- Also called: Admission Day
- Observed by: Hawaii
- Significance: Admission of Hawaii into the Union
- Date: Third Friday in August
- 2025 date: August 15
- 2026 date: August 21
- 2027 date: August 20
- 2028 date: August 18
- Frequency: annual
- Related to: Independence Day

= Statehood Day (Hawaii) =

Legal holiday in the state of Hawaii in the United States

Statehood Day or Admission Day is a legal holiday in the state of Hawaii in the United States. It is celebrated annually on the third Friday in August to commemorate the anniversary of the state's 1959 admission to the Union. It was first celebrated in 1969.

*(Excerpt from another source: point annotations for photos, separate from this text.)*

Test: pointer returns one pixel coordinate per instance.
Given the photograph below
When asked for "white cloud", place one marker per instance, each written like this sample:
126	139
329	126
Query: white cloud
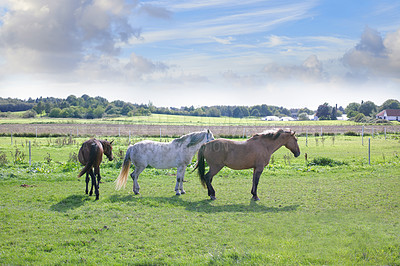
311	70
46	36
375	56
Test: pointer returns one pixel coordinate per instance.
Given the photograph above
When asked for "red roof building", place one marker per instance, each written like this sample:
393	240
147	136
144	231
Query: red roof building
389	115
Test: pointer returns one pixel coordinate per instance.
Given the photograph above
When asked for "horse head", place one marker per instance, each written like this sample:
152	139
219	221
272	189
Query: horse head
209	136
107	147
292	144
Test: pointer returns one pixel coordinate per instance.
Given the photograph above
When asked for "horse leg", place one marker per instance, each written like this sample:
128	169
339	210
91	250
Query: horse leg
92	177
208	178
97	182
87	182
180	174
135	175
256	177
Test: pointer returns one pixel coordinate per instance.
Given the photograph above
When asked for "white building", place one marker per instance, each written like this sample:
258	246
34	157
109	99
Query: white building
389	115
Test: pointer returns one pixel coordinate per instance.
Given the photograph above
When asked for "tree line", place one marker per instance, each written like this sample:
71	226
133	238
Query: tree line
98	107
359	112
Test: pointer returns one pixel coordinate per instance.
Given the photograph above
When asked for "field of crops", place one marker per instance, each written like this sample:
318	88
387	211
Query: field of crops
337	207
174	126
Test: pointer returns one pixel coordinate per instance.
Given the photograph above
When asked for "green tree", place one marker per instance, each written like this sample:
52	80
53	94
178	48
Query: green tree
324	112
390	104
303	116
255	113
367	108
352	109
55	112
39	107
98	112
213	112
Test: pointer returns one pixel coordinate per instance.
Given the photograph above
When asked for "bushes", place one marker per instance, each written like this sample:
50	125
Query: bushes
324	161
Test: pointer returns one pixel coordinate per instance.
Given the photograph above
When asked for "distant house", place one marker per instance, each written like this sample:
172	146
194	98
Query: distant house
271	118
287	118
389	115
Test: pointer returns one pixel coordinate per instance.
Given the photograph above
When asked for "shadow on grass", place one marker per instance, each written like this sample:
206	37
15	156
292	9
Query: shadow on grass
69	203
206	206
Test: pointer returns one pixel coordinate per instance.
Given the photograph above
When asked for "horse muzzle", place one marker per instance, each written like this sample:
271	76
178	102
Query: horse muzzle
296	154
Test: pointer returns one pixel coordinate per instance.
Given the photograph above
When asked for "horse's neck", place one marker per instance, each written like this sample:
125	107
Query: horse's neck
274	145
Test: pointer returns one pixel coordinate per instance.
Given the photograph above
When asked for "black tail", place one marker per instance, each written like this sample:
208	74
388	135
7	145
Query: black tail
201	165
92	158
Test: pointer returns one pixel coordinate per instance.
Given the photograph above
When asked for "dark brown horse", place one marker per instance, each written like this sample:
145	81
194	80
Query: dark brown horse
90	155
253	153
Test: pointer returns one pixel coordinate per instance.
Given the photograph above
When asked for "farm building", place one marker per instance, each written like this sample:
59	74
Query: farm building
389	115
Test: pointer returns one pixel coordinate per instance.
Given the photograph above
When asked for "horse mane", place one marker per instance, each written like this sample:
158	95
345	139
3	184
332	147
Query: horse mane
271	134
195	138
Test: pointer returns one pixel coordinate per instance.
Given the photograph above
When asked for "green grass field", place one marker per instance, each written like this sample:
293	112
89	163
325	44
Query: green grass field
161	119
347	214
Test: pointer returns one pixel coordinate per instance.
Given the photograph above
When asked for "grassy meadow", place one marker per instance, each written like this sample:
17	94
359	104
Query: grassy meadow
333	208
161	119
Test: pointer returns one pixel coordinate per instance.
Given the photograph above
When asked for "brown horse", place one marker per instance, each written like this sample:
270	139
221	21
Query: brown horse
253	153
90	155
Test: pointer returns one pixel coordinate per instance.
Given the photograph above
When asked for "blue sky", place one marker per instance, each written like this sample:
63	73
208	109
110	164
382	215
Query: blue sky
182	53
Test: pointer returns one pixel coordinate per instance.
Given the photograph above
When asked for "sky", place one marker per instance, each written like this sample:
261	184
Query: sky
176	53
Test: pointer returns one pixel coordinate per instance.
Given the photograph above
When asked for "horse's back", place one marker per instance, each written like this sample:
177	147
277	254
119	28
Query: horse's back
86	149
153	153
233	154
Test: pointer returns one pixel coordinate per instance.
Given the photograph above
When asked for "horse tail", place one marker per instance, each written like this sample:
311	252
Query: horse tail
123	175
92	159
201	165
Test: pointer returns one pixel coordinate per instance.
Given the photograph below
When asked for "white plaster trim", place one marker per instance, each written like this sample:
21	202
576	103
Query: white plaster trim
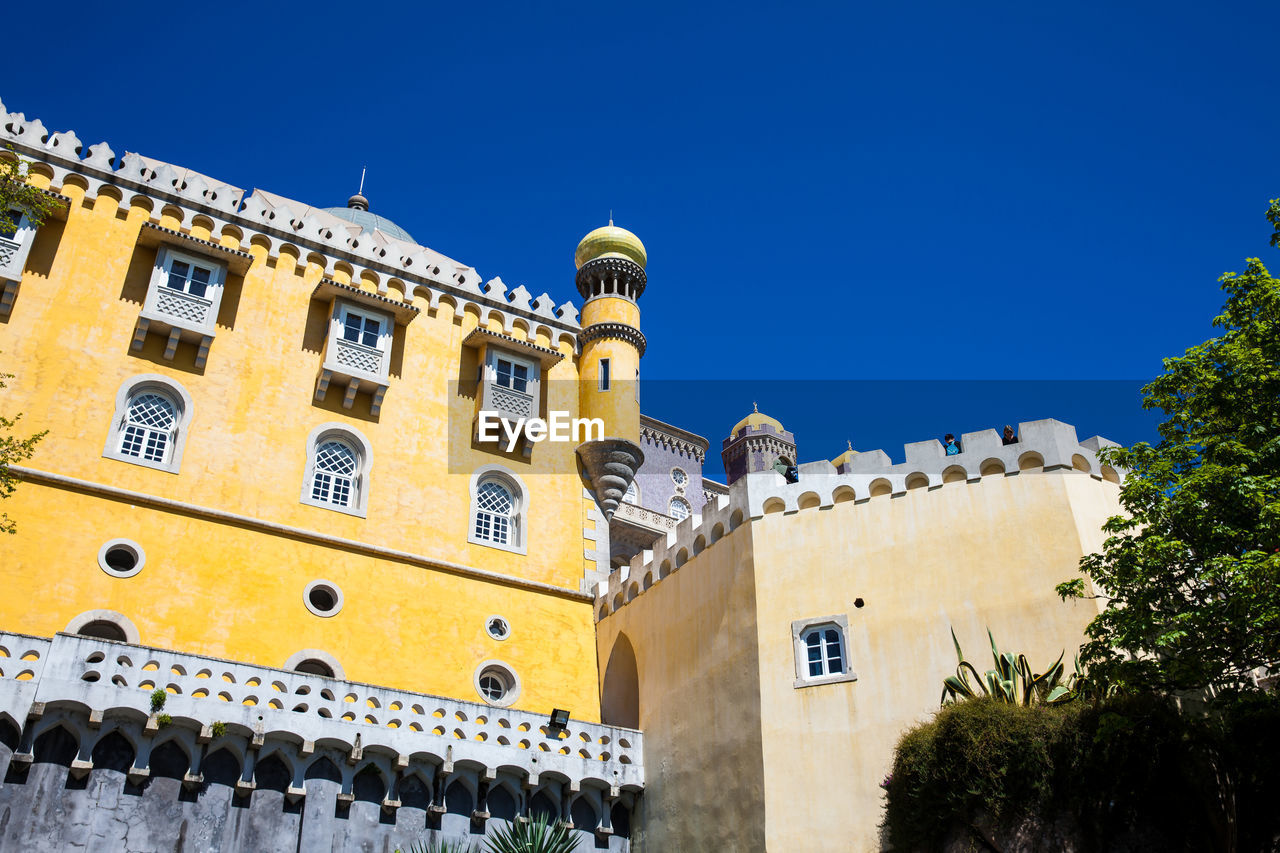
360	487
141	383
316	655
520	516
332	588
801	625
128	544
141	498
510	674
119	620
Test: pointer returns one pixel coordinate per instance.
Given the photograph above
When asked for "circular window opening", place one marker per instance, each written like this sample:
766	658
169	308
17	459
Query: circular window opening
311	666
323	598
497	684
120	557
103	629
497	628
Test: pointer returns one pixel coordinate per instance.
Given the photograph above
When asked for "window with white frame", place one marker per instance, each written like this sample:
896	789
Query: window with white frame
337	469
497	510
149	428
510	384
822	651
186	291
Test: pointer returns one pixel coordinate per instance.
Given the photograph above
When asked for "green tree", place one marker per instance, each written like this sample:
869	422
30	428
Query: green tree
1191	576
17	195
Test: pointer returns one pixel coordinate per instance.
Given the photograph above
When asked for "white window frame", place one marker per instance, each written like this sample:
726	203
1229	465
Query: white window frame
165	258
343	309
519	518
174	393
504	673
489	379
19	242
360	479
800	630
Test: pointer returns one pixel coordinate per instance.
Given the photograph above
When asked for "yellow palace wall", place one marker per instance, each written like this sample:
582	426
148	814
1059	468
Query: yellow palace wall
808	761
237	592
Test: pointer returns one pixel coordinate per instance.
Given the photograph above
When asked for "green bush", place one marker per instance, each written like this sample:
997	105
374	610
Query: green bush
1132	767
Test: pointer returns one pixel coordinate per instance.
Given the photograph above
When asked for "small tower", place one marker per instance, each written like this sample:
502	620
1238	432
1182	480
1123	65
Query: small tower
611	278
757	443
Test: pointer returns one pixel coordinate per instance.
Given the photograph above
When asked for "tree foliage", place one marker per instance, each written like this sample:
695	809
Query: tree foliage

Statehood bills for Hawaii were introduced into the U.S. Congress as early as 1919 by Prince Jonah Kūhiō Kalanianaʻole, the non-voting delegate sent by the Territory of Hawaii to the U.S. Congress. Additional bills were introduced in 1935, 1947 and 1950. In 1959, the U.S. Congress approved the statehood bill, the Hawaii Admission Act. This was followed by a referendum in which Hawaiian residents voted 94% in support of statehood (the ballot question was: "Shall Hawaii immediately be admitted into the Union as a state?"), and on August 21, 1959 (the third Friday in August), President Dwight D. Eisenhower signed a proclamation making Hawaii the 50th state.